I have never hurt him or her yet she is still being awkward as possible. After spending a huge amount on divorcing her, she has since got my son to come up with excuses to not see me at weekends, making life really hard.

She has also got him to take on her name at school, facebook, etc.

I understand I should pay for my son, but why should I pay the highest amount possible when she is the one trying to stop me. I am now living with my new partner and her child which I am extremely happy about so forking out £300 a month on CSA and another £300 a month on travel costs is affecting my life. Why can’t the CSA look at cases like mine and agree that if the ex is being awkward why should she get the full wrack knowing she can be as difficult as she likes cos every month she will get this money.

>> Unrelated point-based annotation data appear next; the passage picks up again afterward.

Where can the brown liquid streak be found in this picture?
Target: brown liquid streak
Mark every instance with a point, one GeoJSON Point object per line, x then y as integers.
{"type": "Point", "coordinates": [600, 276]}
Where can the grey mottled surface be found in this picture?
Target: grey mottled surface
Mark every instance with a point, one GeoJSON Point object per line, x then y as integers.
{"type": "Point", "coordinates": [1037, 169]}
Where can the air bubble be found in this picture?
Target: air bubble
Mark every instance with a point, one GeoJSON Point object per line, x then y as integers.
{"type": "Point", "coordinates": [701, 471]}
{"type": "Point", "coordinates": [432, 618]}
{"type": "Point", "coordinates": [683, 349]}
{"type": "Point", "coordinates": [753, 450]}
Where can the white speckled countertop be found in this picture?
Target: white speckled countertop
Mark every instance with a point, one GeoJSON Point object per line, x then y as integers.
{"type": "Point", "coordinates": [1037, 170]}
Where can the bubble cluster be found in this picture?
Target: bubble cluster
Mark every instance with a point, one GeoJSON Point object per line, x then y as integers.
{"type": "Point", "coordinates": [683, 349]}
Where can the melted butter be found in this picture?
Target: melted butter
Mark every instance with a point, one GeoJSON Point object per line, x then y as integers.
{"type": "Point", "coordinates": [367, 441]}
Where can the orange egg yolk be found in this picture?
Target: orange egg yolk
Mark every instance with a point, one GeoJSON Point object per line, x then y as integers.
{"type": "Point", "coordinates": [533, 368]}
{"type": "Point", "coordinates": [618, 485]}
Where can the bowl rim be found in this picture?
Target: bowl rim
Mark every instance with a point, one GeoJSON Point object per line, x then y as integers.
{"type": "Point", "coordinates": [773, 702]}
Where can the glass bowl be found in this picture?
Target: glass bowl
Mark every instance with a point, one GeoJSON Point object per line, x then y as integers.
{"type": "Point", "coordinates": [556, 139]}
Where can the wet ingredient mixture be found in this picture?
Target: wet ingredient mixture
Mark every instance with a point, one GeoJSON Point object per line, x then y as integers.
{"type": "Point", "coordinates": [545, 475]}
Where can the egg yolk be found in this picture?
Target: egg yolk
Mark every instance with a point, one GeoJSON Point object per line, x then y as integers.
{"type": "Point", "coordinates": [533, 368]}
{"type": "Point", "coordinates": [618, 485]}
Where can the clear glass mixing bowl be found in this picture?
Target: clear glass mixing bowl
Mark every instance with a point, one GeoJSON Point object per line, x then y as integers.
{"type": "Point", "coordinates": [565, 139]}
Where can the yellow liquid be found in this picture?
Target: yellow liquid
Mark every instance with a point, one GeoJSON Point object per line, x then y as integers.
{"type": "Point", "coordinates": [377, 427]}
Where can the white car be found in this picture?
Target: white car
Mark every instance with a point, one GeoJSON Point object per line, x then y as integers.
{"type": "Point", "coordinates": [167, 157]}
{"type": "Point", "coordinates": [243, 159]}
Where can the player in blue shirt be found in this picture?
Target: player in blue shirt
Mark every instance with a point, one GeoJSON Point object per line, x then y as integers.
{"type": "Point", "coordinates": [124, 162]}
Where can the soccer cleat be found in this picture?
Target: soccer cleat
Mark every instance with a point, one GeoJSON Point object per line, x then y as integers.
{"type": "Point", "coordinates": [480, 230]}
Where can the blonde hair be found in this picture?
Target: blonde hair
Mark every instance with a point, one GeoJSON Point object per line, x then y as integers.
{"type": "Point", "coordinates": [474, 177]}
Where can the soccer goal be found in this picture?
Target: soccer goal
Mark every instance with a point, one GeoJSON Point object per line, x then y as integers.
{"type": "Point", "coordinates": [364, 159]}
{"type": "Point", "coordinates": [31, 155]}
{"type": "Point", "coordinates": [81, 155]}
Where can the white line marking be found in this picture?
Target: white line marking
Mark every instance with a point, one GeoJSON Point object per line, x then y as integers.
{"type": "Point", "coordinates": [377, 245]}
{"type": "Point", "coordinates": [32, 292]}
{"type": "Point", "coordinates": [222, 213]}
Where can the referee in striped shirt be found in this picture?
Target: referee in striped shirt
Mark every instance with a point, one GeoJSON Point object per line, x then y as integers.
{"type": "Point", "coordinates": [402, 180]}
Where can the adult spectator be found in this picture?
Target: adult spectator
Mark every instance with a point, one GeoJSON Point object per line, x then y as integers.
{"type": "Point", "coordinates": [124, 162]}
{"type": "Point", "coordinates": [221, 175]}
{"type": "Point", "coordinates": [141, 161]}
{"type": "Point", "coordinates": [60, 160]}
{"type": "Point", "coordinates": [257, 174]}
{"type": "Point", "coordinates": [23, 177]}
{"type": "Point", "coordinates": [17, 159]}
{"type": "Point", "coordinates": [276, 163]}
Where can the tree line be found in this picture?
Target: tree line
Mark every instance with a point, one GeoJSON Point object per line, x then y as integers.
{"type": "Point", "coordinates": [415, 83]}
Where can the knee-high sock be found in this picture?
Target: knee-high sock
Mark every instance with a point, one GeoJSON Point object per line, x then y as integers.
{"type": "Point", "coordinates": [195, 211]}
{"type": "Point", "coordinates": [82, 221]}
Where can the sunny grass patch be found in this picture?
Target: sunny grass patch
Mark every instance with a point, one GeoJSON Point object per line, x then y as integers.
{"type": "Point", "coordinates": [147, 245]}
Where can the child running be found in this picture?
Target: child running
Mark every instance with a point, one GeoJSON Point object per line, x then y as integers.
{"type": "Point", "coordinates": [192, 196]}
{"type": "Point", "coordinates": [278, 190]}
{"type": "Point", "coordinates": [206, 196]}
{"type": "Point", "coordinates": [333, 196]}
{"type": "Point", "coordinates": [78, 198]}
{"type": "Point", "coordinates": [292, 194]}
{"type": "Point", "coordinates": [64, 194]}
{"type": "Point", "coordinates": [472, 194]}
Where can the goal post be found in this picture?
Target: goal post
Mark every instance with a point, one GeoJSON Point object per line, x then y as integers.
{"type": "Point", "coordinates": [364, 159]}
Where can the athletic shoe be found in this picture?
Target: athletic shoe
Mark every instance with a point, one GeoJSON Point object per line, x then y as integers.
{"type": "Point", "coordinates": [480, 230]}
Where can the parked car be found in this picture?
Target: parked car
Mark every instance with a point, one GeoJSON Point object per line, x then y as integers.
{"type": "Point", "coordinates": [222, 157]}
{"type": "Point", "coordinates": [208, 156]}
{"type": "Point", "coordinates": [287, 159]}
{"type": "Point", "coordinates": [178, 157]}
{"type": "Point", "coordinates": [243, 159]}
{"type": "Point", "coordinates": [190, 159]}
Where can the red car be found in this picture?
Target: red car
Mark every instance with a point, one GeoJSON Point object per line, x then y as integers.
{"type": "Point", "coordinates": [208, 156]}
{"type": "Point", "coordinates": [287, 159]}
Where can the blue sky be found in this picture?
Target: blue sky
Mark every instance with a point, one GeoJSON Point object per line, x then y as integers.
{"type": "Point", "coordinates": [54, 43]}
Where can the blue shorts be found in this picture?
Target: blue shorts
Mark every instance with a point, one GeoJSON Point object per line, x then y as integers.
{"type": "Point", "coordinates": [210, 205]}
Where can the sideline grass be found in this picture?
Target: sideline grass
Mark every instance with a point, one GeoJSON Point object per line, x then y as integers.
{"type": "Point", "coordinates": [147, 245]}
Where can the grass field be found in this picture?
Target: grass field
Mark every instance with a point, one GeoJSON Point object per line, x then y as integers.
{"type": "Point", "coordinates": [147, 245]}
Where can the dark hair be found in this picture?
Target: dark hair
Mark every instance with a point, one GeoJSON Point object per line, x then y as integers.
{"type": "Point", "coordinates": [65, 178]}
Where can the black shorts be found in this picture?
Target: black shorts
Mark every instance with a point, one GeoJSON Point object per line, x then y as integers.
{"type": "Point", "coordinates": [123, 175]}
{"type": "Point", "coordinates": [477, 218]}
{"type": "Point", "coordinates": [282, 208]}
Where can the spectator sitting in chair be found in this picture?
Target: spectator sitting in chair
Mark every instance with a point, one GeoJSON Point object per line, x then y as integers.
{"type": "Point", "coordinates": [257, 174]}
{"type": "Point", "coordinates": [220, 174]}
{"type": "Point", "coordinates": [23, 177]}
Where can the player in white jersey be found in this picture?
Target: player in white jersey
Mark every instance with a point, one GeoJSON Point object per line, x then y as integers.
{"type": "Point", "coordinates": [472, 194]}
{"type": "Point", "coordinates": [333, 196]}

What they should do is encourage the mother to allow the father to see their son by allowing her to be awarded, so for instance she should get £150 per month and then upto the full wrack for allowing the NRP to spend two weekends plus a month with the son. I am not trying to prevent paying her but I want to knopw how I can reduce the amount I pay her to stop her from being awkward.

Regards

Phil

Comments

  • Bob says:

    Hi Phil,

    Go to http://www.dadtalk.co.uk and look at the Legal Eagle Forums there.

  • Lord Raglan says:

    Phil,

    Know where you are coming from..
    I too was in your position – all I can advise really is carry on with the best interests of your son at heart – dont let the evil ex and the unfairness of this system wind you up. When phoning the CSA and you speak to staff be polite / courteous – if met with a staff member who you cannot speak too ask for another one – or their supervisor – explain to them your situation/ personalise it – let them know that you intend to do your best etc – I am not saying that this will make you play less – but it may just get some empathy and suitable advise about the best way to go about the CSA guidelines etc Not all staff who work there are heartless monsters though some are – a decent csa worker will understand your position if you tell them – looking at forms does not personalise your case like you can verbally – hopefully you will soon get a decent and fair case worker..
    My ex too sought to limit what contact i had – I also sent postcards to my children – twice per week as well as calls – it counted in the end my kids saw their mother for what she was and when aged 14 and 16 moved to live with me – my ex now paying me £5 pw – again not right when I paid her £400 pm –

    Face it you are in it for the long term – do your best by your son (can tell you will) and your fairness/ and love for him will pay dividends in the end – she will get lost in greed and spite and eventually lose out..
    Good Luck LR

  • Vic says:

    Lord Raglan a very good post – Thank you.

  • Mick says:

    Been in exact same position as you. The CSA cannot differentiate between maintenance and access to a child. It is not in their remit. A child still has to eat and wear clothes wether the NRP sees his/her child or not. I agree wholeheartedly with your dilemma because mine was the same. I lost contact with my daughter completely for almost 4 years. When i finally did get to see her again, the damage was done. She hates me now because in her eyes i abandoned her, which i didnt. I am the liar, not her mum. Paying for your child will never be dependant on wether or not you actually get any access, thats the law as it is. Sorry to be the bearer of bad news.